No Alemão, apesar da “conquista” celebrada em prosa e imagens (“O Dia D da guerra ao tráfico”, manchetou dramaticamente o Globo), os soldados convivem com o tráfico, atividade comercial ilegal que se realiza sem restrição, como em áreas onde foram instaladas UPPs, Unidades de Polícia Pacificadora.

O nome das UPPs foi escolhido com extrema competência. O Estado brasileiro, por sua ramificação policial fluminense, garante a paz para vendedores e compradores. Talvez seja mais sensato do que expor a população local e adventícia à truculência de traficantes, paramilitares e policiais. E a sujeição dos moradores, móvel principal das ações, fica garantida.

Da pacificação à tirania

O mais provável é que as UPPs passem a ser o polo dominante das tiranias locais. É de se prever que, onde se instalaram, suplantem traficantes e milícias na arregimentação de eleitores. Afinal, é nesse terreno – com intensa e extensa participação da mídia − que se opera precipuamente a sólida articulação impeditiva do controle sobre o tráfico, da erradicação de milícias e do combate à corrupção policial.
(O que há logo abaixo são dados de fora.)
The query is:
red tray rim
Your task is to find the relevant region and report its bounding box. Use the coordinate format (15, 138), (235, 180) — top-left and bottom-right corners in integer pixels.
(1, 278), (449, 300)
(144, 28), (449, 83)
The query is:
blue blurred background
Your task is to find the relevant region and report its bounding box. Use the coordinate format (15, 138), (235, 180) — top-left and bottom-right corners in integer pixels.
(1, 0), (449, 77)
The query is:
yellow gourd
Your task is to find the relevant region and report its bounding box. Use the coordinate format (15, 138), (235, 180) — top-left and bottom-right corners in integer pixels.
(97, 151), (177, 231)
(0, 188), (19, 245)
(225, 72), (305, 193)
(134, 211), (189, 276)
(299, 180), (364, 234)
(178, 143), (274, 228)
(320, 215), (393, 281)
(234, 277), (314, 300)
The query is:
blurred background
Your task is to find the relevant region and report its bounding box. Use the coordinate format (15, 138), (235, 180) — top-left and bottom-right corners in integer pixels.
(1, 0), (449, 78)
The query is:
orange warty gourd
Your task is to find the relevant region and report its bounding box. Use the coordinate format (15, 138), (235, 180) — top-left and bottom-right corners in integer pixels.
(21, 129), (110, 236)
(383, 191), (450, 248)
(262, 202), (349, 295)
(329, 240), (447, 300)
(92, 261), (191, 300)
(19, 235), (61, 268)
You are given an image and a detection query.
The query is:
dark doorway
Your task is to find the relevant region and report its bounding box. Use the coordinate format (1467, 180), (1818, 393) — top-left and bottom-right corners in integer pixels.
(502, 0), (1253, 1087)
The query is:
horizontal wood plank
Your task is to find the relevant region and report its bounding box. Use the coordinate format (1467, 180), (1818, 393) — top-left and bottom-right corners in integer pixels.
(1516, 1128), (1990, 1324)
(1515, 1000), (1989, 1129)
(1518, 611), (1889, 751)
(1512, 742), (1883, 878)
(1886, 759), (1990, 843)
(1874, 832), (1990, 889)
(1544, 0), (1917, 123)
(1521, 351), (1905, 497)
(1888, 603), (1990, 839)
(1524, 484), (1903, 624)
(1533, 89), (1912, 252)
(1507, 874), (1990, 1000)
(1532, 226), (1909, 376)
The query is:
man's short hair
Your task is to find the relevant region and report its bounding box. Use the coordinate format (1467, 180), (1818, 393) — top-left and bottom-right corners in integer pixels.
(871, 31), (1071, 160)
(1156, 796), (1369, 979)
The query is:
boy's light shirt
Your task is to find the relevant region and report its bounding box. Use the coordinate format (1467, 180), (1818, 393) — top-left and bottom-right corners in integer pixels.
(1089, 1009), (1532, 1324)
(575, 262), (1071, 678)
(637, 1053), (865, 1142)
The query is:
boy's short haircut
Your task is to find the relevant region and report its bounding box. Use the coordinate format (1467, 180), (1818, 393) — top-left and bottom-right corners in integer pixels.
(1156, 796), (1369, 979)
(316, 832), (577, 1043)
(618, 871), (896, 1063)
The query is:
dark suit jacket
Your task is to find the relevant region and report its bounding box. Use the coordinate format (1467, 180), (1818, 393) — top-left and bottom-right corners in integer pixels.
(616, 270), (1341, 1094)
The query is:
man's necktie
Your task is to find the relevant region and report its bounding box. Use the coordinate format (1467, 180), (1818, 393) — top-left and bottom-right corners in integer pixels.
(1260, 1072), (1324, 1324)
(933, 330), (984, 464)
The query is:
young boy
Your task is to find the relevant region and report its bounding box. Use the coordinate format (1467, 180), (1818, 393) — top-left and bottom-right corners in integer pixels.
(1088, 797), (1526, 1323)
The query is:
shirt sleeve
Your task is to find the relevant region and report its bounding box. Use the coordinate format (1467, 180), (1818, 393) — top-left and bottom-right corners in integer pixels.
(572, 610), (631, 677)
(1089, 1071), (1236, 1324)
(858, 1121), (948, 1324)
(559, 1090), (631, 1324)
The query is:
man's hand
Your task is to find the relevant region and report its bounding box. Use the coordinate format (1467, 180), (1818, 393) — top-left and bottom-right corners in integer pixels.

É difícil achar, no Rio de Janeiro, candidatos que possam citar parcelas significativas de eleitores seus totalmente isentas de ligação com o establishment criminoso local. Há uns poucos vereadores, deputados estaduais e deputados federais que se elegem à margem das redes de bandidagem. O mesmo não se pode dizer dos candidatos a senador, prefeito, governador e presidente da República. É mais difícil um camelo passar pelo buraco de uma agulha do que encontrar quem deles possa se orgulhar de não ter feito “dobradinha” com caciques locais incursos em algum artigo do Código Penal.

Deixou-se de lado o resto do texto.